# Blinker



## Anonymous (25 September 2003)

Hallo, wer kann mir sagen wie ich einen Blinker programmieren kann, welcher aber nur 1 Netzwerk benötigt ??? Habe momentan nur einen Blinker der 3 Netzwerke benötigt.  Wer kann mir helfen ??


----------



## Anonymous (25 September 2003)

:lol: ... bei S7 lässt sich alles in ein Netzwerk packen - (die dienen nur einer übersichtlichen Darstellung in PUF/KOP). Mit 12kB Code probiert gabs da jedenfalls keinerlei Zusammenbruch. :x


----------



## Zefix (25 September 2003)

Hi,
wenn du eine S7 hast ,brauchst im Prinzip nur einen Taktmerker aufrufen.
Den kannst du in den CPU Eigenschaften (z.b.
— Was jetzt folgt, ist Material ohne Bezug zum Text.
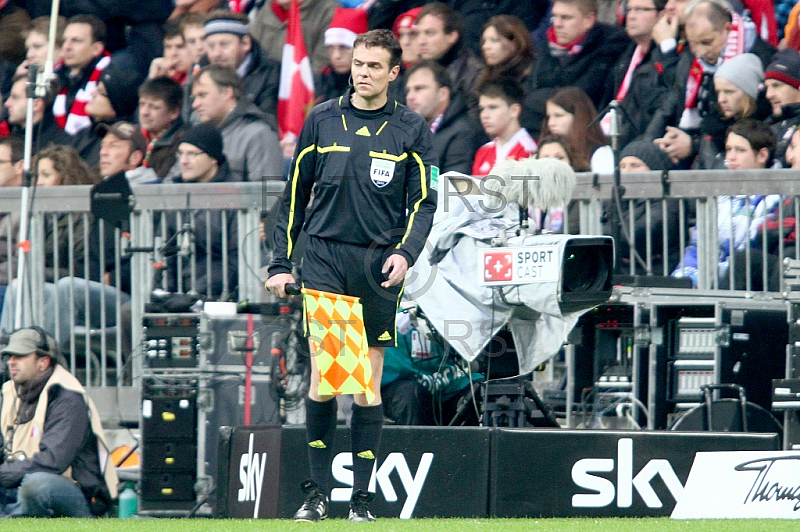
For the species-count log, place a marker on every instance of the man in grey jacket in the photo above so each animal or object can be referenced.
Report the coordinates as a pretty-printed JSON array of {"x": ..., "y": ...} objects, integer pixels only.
[{"x": 251, "y": 143}]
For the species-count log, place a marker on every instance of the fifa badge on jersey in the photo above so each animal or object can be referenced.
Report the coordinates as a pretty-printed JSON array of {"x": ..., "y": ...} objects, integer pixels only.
[{"x": 381, "y": 172}]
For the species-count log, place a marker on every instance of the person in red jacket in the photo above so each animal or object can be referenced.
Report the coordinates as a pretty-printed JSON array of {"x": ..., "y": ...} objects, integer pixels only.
[{"x": 500, "y": 103}]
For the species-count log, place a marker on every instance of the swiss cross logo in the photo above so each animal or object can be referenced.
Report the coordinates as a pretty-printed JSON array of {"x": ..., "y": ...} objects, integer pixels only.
[{"x": 497, "y": 266}]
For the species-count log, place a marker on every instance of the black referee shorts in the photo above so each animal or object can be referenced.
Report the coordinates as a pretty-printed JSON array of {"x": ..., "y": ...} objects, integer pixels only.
[{"x": 355, "y": 271}]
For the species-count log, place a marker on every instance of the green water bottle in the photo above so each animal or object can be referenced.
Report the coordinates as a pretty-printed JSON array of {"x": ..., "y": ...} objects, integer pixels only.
[{"x": 128, "y": 502}]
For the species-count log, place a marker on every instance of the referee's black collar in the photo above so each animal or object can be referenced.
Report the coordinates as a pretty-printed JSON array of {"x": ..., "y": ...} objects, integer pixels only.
[{"x": 344, "y": 102}]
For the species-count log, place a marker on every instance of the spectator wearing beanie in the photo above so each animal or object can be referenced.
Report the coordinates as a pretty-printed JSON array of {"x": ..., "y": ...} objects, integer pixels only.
[
  {"x": 644, "y": 73},
  {"x": 334, "y": 79},
  {"x": 738, "y": 85},
  {"x": 114, "y": 99},
  {"x": 202, "y": 160},
  {"x": 644, "y": 156},
  {"x": 782, "y": 80},
  {"x": 201, "y": 157},
  {"x": 268, "y": 27}
]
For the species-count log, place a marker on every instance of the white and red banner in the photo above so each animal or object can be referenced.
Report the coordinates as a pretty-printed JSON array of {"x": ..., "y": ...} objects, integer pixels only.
[{"x": 296, "y": 91}]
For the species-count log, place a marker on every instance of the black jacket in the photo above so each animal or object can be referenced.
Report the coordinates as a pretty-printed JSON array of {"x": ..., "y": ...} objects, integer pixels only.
[
  {"x": 67, "y": 441},
  {"x": 207, "y": 247},
  {"x": 371, "y": 175},
  {"x": 783, "y": 127},
  {"x": 586, "y": 70},
  {"x": 670, "y": 111},
  {"x": 650, "y": 83},
  {"x": 260, "y": 82},
  {"x": 457, "y": 138},
  {"x": 162, "y": 157},
  {"x": 463, "y": 68}
]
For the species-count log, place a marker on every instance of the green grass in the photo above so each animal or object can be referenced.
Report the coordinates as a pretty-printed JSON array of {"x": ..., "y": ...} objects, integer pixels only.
[{"x": 412, "y": 525}]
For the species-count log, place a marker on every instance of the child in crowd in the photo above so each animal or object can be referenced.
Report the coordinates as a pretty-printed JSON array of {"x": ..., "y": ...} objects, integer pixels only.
[{"x": 500, "y": 104}]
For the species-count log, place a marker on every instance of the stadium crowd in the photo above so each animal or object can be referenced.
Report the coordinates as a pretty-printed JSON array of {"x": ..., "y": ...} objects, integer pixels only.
[{"x": 493, "y": 81}]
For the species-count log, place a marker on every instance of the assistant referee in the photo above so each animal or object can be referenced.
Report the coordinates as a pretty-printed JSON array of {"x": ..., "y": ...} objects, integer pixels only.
[{"x": 370, "y": 164}]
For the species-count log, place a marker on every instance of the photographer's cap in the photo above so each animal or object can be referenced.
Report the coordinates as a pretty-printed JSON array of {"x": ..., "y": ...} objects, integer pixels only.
[{"x": 25, "y": 342}]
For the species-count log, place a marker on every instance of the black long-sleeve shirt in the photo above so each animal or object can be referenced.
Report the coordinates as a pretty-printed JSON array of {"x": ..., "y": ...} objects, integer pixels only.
[
  {"x": 370, "y": 173},
  {"x": 67, "y": 440}
]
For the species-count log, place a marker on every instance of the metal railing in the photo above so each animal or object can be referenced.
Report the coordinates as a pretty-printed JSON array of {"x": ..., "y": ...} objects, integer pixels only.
[{"x": 94, "y": 342}]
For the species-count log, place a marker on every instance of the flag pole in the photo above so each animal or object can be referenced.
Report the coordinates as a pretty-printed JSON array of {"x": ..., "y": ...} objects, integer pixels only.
[{"x": 36, "y": 87}]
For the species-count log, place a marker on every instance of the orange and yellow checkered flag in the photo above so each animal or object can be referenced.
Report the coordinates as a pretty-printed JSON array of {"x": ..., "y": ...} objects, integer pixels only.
[{"x": 335, "y": 324}]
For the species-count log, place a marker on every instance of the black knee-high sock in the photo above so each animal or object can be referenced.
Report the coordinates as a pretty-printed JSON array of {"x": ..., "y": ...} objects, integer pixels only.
[
  {"x": 365, "y": 433},
  {"x": 320, "y": 430}
]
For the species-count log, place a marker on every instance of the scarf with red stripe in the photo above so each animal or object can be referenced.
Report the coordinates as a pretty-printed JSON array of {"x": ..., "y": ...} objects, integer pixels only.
[
  {"x": 77, "y": 119},
  {"x": 560, "y": 50},
  {"x": 734, "y": 47}
]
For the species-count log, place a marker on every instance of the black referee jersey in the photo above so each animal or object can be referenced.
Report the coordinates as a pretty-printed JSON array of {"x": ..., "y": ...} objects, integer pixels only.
[{"x": 373, "y": 175}]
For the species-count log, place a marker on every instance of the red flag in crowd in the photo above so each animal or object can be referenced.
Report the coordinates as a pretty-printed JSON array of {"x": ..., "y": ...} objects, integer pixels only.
[{"x": 296, "y": 91}]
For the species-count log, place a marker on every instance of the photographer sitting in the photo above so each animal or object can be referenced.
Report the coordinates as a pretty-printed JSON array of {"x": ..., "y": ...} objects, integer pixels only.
[{"x": 55, "y": 460}]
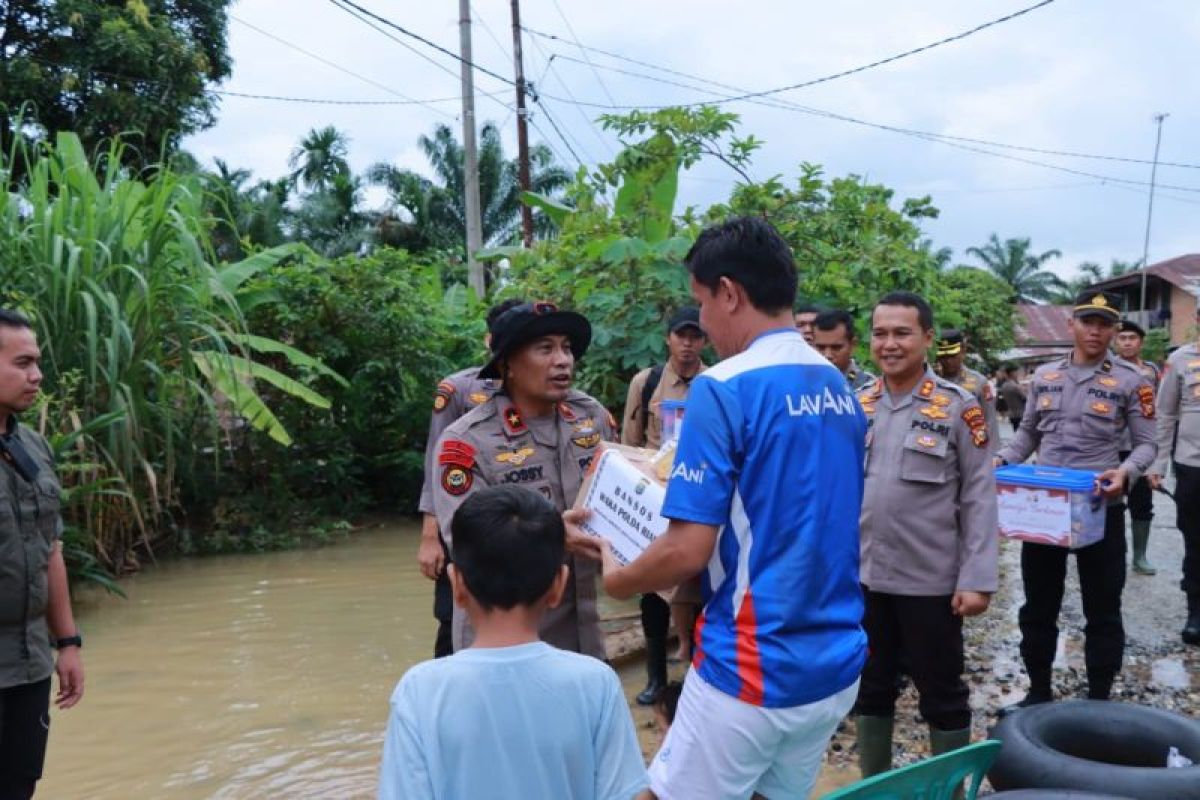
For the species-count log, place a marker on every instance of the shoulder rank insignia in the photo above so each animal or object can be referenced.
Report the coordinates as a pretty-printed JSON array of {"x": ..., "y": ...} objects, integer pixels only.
[
  {"x": 442, "y": 397},
  {"x": 515, "y": 457},
  {"x": 933, "y": 411},
  {"x": 977, "y": 425}
]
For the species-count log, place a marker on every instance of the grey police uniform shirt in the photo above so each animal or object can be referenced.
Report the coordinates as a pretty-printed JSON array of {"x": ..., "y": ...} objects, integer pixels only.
[
  {"x": 1074, "y": 417},
  {"x": 1179, "y": 409},
  {"x": 492, "y": 445},
  {"x": 929, "y": 522},
  {"x": 858, "y": 378},
  {"x": 30, "y": 524},
  {"x": 977, "y": 384},
  {"x": 455, "y": 396},
  {"x": 1150, "y": 372}
]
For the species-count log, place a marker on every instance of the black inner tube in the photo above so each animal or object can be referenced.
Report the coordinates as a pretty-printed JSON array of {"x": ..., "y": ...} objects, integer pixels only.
[{"x": 1133, "y": 743}]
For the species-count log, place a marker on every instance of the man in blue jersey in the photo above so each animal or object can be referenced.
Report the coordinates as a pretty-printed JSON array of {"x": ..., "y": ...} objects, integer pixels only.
[{"x": 763, "y": 501}]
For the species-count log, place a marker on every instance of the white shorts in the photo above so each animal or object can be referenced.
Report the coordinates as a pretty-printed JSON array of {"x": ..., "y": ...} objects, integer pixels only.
[{"x": 723, "y": 749}]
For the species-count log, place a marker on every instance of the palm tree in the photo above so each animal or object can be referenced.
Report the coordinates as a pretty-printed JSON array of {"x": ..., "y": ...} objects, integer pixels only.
[
  {"x": 319, "y": 158},
  {"x": 1014, "y": 264},
  {"x": 438, "y": 209}
]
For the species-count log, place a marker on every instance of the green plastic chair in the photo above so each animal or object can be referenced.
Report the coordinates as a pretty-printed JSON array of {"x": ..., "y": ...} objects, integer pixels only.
[{"x": 934, "y": 779}]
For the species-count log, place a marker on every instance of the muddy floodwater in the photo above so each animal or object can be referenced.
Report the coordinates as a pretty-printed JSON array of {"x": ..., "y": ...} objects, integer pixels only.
[{"x": 249, "y": 675}]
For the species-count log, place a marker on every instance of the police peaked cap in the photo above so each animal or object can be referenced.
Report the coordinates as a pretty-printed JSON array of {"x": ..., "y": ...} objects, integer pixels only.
[
  {"x": 1093, "y": 302},
  {"x": 532, "y": 320},
  {"x": 949, "y": 342}
]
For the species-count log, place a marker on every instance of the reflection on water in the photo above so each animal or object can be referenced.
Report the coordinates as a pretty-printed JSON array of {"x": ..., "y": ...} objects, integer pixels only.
[{"x": 245, "y": 677}]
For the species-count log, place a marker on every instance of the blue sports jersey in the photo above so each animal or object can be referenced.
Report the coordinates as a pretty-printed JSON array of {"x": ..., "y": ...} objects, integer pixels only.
[{"x": 772, "y": 452}]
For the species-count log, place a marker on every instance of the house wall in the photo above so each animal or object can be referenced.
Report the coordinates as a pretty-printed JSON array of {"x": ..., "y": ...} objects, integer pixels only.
[{"x": 1183, "y": 308}]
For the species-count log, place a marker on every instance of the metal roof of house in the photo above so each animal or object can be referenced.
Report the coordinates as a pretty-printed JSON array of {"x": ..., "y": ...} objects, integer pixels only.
[
  {"x": 1043, "y": 325},
  {"x": 1182, "y": 271}
]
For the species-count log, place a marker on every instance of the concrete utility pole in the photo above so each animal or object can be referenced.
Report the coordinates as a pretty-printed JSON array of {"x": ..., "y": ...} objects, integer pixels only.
[
  {"x": 471, "y": 156},
  {"x": 1150, "y": 216},
  {"x": 522, "y": 126}
]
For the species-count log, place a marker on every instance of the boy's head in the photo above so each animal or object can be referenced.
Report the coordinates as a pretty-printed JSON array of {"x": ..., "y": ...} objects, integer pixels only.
[{"x": 508, "y": 549}]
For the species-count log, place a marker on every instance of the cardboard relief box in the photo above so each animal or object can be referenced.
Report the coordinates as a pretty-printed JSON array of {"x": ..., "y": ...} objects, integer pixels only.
[
  {"x": 624, "y": 491},
  {"x": 1049, "y": 505}
]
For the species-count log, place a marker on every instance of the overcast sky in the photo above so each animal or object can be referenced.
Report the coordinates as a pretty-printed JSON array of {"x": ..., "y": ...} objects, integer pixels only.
[{"x": 1085, "y": 76}]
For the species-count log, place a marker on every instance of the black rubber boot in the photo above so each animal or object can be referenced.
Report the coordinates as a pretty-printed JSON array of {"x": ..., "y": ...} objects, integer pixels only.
[
  {"x": 1192, "y": 627},
  {"x": 655, "y": 669},
  {"x": 874, "y": 737},
  {"x": 1039, "y": 692}
]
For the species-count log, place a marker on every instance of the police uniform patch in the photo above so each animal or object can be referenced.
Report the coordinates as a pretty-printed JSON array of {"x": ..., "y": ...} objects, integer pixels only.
[
  {"x": 1146, "y": 401},
  {"x": 515, "y": 457},
  {"x": 977, "y": 425},
  {"x": 933, "y": 411},
  {"x": 456, "y": 480},
  {"x": 513, "y": 420}
]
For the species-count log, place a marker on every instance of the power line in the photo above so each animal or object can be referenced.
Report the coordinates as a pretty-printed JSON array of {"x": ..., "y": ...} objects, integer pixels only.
[
  {"x": 575, "y": 38},
  {"x": 857, "y": 70},
  {"x": 562, "y": 82},
  {"x": 420, "y": 38},
  {"x": 337, "y": 66},
  {"x": 783, "y": 103}
]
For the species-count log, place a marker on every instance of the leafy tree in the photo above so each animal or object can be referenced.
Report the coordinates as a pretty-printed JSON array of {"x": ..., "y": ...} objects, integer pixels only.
[
  {"x": 1015, "y": 264},
  {"x": 101, "y": 68},
  {"x": 437, "y": 210},
  {"x": 319, "y": 158}
]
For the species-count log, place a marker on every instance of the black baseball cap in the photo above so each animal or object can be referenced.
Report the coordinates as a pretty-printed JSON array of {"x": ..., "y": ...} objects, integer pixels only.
[
  {"x": 1098, "y": 304},
  {"x": 687, "y": 317},
  {"x": 529, "y": 320}
]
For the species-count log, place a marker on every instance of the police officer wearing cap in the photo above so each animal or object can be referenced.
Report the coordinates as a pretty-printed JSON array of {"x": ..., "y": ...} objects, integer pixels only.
[
  {"x": 1179, "y": 441},
  {"x": 834, "y": 337},
  {"x": 642, "y": 427},
  {"x": 1129, "y": 338},
  {"x": 539, "y": 433},
  {"x": 951, "y": 356},
  {"x": 455, "y": 396},
  {"x": 928, "y": 533},
  {"x": 1077, "y": 411}
]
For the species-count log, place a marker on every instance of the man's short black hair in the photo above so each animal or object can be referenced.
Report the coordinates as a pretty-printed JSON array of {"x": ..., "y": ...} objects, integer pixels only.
[
  {"x": 495, "y": 312},
  {"x": 910, "y": 300},
  {"x": 13, "y": 319},
  {"x": 508, "y": 546},
  {"x": 750, "y": 252},
  {"x": 829, "y": 320}
]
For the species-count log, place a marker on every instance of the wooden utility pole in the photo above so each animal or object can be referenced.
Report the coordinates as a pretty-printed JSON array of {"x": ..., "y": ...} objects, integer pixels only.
[
  {"x": 471, "y": 156},
  {"x": 522, "y": 127}
]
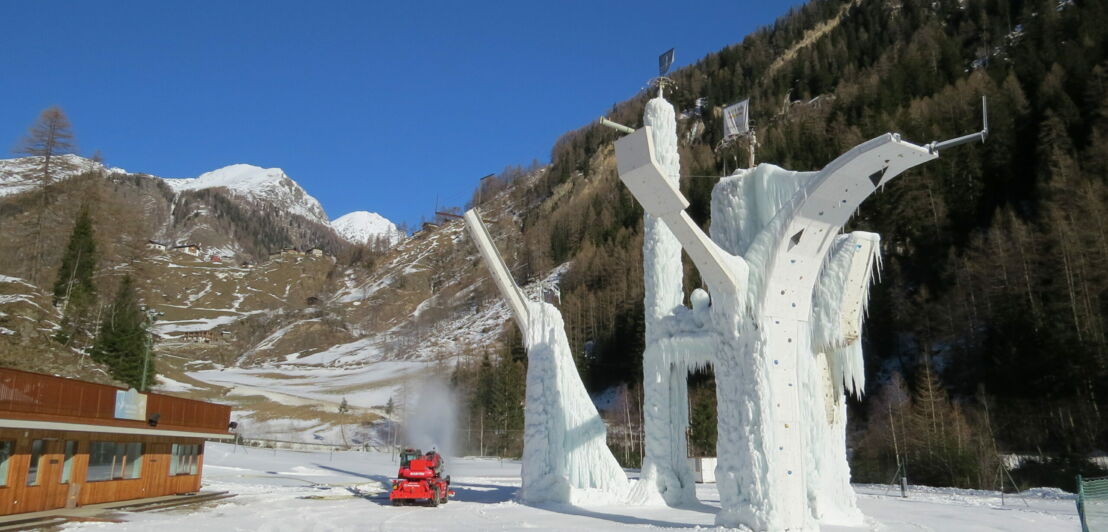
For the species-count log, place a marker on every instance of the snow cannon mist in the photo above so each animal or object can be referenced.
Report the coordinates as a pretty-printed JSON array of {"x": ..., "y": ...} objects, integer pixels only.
[{"x": 431, "y": 421}]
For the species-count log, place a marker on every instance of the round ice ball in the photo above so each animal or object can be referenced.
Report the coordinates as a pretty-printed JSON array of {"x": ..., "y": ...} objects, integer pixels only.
[{"x": 699, "y": 299}]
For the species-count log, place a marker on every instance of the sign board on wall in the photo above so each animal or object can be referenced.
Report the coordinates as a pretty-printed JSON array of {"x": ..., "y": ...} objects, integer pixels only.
[
  {"x": 130, "y": 405},
  {"x": 665, "y": 61},
  {"x": 737, "y": 119}
]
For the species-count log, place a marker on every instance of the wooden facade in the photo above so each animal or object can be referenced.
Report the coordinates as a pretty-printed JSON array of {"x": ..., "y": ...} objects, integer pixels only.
[{"x": 51, "y": 415}]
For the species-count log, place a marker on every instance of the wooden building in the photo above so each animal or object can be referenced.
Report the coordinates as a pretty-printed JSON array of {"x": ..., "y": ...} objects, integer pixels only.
[{"x": 68, "y": 442}]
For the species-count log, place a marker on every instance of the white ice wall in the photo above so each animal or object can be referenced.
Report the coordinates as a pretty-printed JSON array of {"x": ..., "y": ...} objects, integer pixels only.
[
  {"x": 665, "y": 379},
  {"x": 565, "y": 453},
  {"x": 780, "y": 378}
]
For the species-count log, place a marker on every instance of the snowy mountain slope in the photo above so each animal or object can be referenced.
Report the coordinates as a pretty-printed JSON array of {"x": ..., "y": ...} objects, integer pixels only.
[
  {"x": 359, "y": 226},
  {"x": 264, "y": 185}
]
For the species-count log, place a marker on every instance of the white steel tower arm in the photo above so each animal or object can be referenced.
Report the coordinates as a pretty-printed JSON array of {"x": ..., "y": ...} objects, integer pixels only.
[
  {"x": 500, "y": 273},
  {"x": 639, "y": 171}
]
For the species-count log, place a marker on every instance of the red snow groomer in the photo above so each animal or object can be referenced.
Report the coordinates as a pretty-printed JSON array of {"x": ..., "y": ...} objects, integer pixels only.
[{"x": 420, "y": 479}]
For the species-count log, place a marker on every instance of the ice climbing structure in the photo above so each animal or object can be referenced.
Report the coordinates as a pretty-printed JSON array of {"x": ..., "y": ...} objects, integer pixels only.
[
  {"x": 781, "y": 330},
  {"x": 565, "y": 453}
]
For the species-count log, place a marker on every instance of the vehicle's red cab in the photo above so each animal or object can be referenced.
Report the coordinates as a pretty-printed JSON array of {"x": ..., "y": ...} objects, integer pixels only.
[{"x": 420, "y": 478}]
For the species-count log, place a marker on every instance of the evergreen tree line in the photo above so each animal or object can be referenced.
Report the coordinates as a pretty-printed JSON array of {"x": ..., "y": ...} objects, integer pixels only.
[{"x": 113, "y": 334}]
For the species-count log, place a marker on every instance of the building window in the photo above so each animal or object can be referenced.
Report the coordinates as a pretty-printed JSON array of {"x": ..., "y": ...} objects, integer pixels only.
[
  {"x": 185, "y": 459},
  {"x": 68, "y": 464},
  {"x": 111, "y": 460},
  {"x": 6, "y": 448},
  {"x": 32, "y": 468}
]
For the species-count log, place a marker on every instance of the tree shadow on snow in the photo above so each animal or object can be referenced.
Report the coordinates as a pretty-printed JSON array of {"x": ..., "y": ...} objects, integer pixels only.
[
  {"x": 482, "y": 493},
  {"x": 585, "y": 512}
]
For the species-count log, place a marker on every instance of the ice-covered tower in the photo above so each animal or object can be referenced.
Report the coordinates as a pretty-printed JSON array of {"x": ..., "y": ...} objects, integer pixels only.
[
  {"x": 665, "y": 377},
  {"x": 565, "y": 453},
  {"x": 781, "y": 331}
]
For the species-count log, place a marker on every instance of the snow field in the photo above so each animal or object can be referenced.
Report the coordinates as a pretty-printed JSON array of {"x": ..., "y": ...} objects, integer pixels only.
[{"x": 290, "y": 491}]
MB 10) einstellen.
Dann hast du ein ganzes Taktmerkerbyte mit verschiedenen Takten.
Der Aufruf ist dann ganz einfach z.B. so:

U m 10.5
= A 0.0

Und schon blinkt dein Ausgang   :wink:


----------



## volker (25 September 2003)

wie zefix schon schrieb ist der taktmerker aus der cpu die einfachste lösung
wenn du das unbedingt progammieren willst bzw einen takt haben willst den die cpu nicht erzeugt, geht das ganz einfach mit 2 zeiten.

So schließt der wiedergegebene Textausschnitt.